The Avenue des Champs Elysee in Paris, the traditional
theater for displays of national joy, was cast as Heartache
Avenue for the night as thousands of sad Les Bleus fans milled
around the celebrated thoroughfare in dazed silence.
Four women sat outside one bar in the capital’s historic
Latin Quarter with tears streaking the red, white and blue
national flags painted on their faces as defeat, and the
prospect of footballing life after Zidane, sank in.
“It’s a very sad exit for Zidane,” said Vincent Schneider,
24, who has just finished his university studies, after
watching the game in Paris’s Latin Quarter. “He was the major
actor in the World Cup. He was under too much pressure.”
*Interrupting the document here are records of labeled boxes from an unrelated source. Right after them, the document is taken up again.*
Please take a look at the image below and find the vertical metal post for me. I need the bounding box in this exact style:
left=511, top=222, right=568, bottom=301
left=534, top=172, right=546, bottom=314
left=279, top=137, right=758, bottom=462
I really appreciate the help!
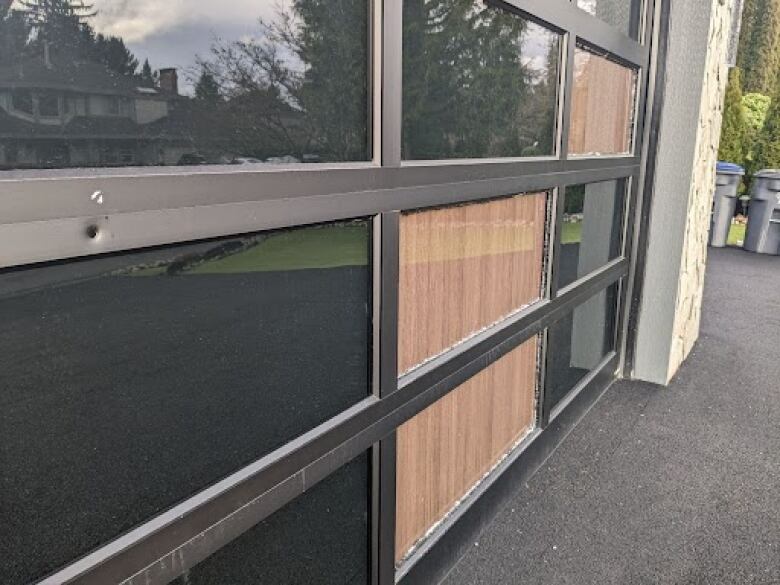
left=381, top=0, right=403, bottom=167
left=560, top=31, right=577, bottom=160
left=372, top=212, right=400, bottom=585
Zidane’s dismissal in extra time for an astonishing
off-the-ball head butt on Italy defender Marco Materazzi
ensured he missed a tense penalty shootout that Italy won 5-3.
However, for his fans from President Jacques Chirac
downwards, the talismanic playmaker known as ‘Zizou’ remained a
footballing icon despite finishing his career in disgrace.
CHIRAC PRAISE
“I don’t know what happened, why he was punished,” said
Chirac, who was in Berlin for the final.
“But I would like to express all the respect that I have
for a man who represents at the same time all the most
beautiful values of sport, the greatest human qualities one can
imagine, and who has honored French sport and, simply, France.”
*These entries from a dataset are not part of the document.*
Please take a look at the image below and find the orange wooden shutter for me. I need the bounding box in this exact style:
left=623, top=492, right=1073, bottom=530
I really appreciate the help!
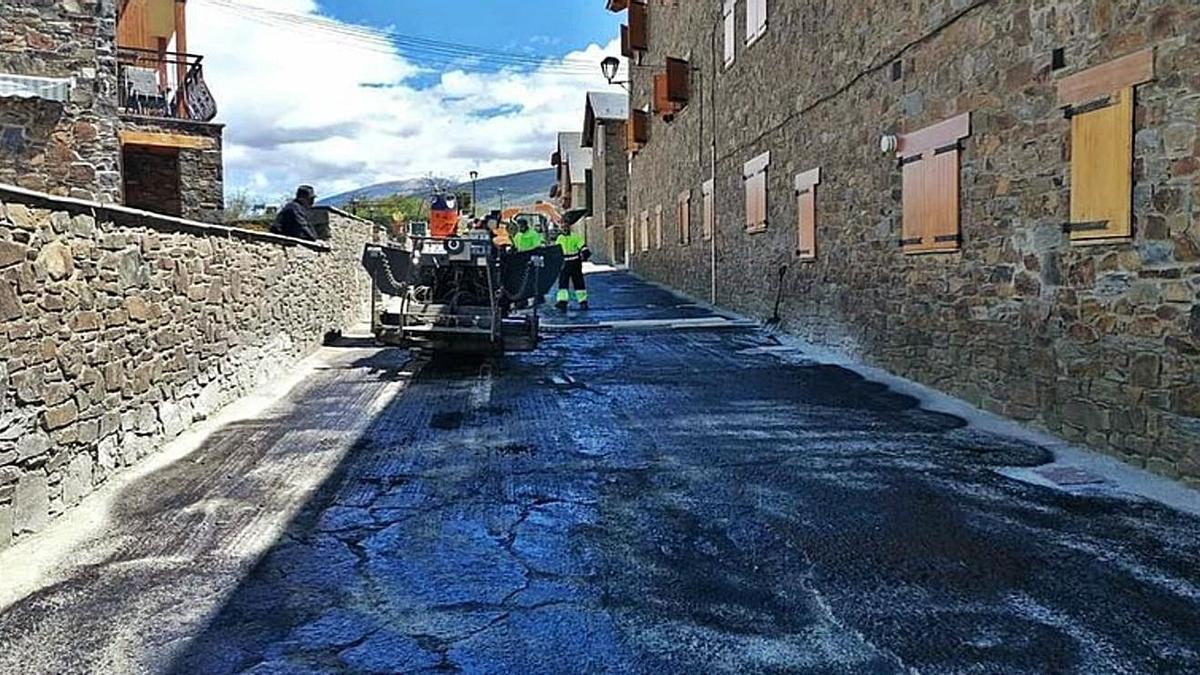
left=667, top=58, right=691, bottom=106
left=796, top=168, right=821, bottom=259
left=700, top=179, right=716, bottom=240
left=629, top=2, right=650, bottom=52
left=1068, top=86, right=1134, bottom=239
left=654, top=72, right=676, bottom=117
left=898, top=113, right=971, bottom=252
Widely regarded as a footballing genius by millions of fans
around the world, Zidane revealed his feet of clay when he head
butted Materazzi after they had exchanged words.
The playmaker had given France the lead with an outrageous
chipped penalty in the seventh minute before Italy drew level
12 minutes later when Materazzi headed the equalizer.
“What a shame for Zidane. What an awful way to go out,”
said Karim Amri, 29, after watching the game in a Paris bar.
Despite seeing red, fans said Zidane was guaranteed a place
in the French pantheon of national heroes.
“He remains the legend in football for me,” fan Metin
Akturk, 31, who works in information technology, said after
watching the game in a Paris bar.
“I think he was insulted, and he just can’t take insults,”
he said guessing at Zidane’s altercation with Materazzi.
Asked if the France captain’s dismissal was the turning
point in the game, he said: “No, it was written that way.”
Chirac, who is due to host the national team for lunch at
his Elysee Palace residence on Monday, said the players and
coaching staff should be proud of their achievement.
“I imagine they will be sad. They have no reason to be sad.
They have done something extraordinary, which has gripped the
whole of France, which is admirable in all respects,” he said.
“They all have reasons to be proud of what they have done
and proud of themselves, irrespective of a problem of chance.”